Never mind! "Do you? Know the right people, that is?"

"I am the right people," Shizuka says, dimpling beautifully up at him. "Kidding. I'm not a big name yet—which is a good place to be, on Ukiyo. Siegfried and Leonheart—I know—those aren't their real names—Siegfried and Leonheart come to mind first, because they're flashy. But almost anyone will do it, for the commish. It's a lot of money."

"But if you wanted it done well—professionally—quietly—"

"Then you'd want Solomon. He's the best." She beams at him. "For now."

"Not his real name either?"

"Probably not. I go by 'Serenity,' in case you're wondering—" She seems to catch herself. "Why're you asking, anyway? Don't tell me you have a broken suit lying around—reactor trouble this time? Does Kujaku-san know?"

"She doesn't. And I don't. But word on the street is someone else does—did," he corrects himself. "The white suit that crashed last month—did you hear about it?"

"Hear about it?

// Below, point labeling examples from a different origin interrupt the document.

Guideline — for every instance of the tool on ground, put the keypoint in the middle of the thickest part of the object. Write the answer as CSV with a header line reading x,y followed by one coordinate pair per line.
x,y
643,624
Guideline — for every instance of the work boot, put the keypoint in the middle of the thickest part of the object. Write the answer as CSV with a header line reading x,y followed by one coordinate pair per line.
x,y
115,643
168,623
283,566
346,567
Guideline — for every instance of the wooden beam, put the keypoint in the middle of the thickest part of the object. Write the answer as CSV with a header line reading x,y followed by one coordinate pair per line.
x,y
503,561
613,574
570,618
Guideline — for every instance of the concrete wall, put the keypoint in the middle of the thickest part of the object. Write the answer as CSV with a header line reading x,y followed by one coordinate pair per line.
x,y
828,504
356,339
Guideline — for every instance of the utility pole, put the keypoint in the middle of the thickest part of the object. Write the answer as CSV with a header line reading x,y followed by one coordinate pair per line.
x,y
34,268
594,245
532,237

I heard it," Shizuka says. "Heard it, felt it, but didn't get to see it—it was gone the next day, like—" Her eyes widen. "Oh. . ."

"Yes," Ryou says. "Like someone chopped it up and made it disappear. . ."

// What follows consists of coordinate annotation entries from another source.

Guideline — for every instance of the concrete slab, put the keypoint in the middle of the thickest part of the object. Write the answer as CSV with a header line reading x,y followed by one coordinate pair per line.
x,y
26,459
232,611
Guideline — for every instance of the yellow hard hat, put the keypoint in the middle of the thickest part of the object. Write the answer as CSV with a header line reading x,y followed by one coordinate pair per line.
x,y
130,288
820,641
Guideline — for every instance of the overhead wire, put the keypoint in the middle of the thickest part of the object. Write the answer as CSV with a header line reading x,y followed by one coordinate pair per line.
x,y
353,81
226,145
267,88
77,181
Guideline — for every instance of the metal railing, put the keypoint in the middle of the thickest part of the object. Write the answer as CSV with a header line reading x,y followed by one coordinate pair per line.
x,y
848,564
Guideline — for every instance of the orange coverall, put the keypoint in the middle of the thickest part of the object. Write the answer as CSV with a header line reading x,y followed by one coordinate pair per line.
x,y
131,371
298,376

"—piece by piece," Shizuka finishes. "And you want to know if I've seen the pieces."

"Yes, that's part of it," Ryou says. "I also want to know if you know who sold them. Solomon, then?"

"No, not Solomon," she says softly—almost dreamily. "Hang on—" She stands abruptly, pivots, and darts into the shadows, throwing up a wobbling beam of light into the dusty air—then nothing.

Ryou stares into the darkness.

"It's funny—" Her voice ripples back to him. He hears her rummaging through spare parts. "I was so disappointed. . .when I heard the suit was gone. I asked everyone about it—all the dock vendors." Bang! "But since I'd never seen it—how banged up it might have been—I assumed the pilot had taken off the second they figured out everything was in working order—to avoid any trouble, right? I never thought—" bang! bang! "—here it is—"

Here what is?

"Here—" Shizuka says, and then he sees her again, stepping over a pile of junk, the headpiece casting eerie shadows. She's holding out a smooth, adularescent white disc—like an overgrown fish scale. It flares as she rotates it, throwing light into the gaping darkness of the warehouse. "A piece like this, you mean?"

He frowns at it. "What is it?"

She smiles. "Yeah—I didn't recognize what it was at first either. It's a heat tile, but not like one I've ever seen before. Popped up for sale about a month ago, along with a few other bits and bobs. I've been meaning to take it apart."

"Who—?"

Her smile dims. "Well—that's the thing, I don't know, actually. Picked it up at one of the regular shops, but I didn't ask about provenance—it's not polite, you know?"

"Can you trace it?"

"Sure," Shizuka says, "I can trace the seller. If that's what you want me to do. But, Ryou-kun, you have to tell me why."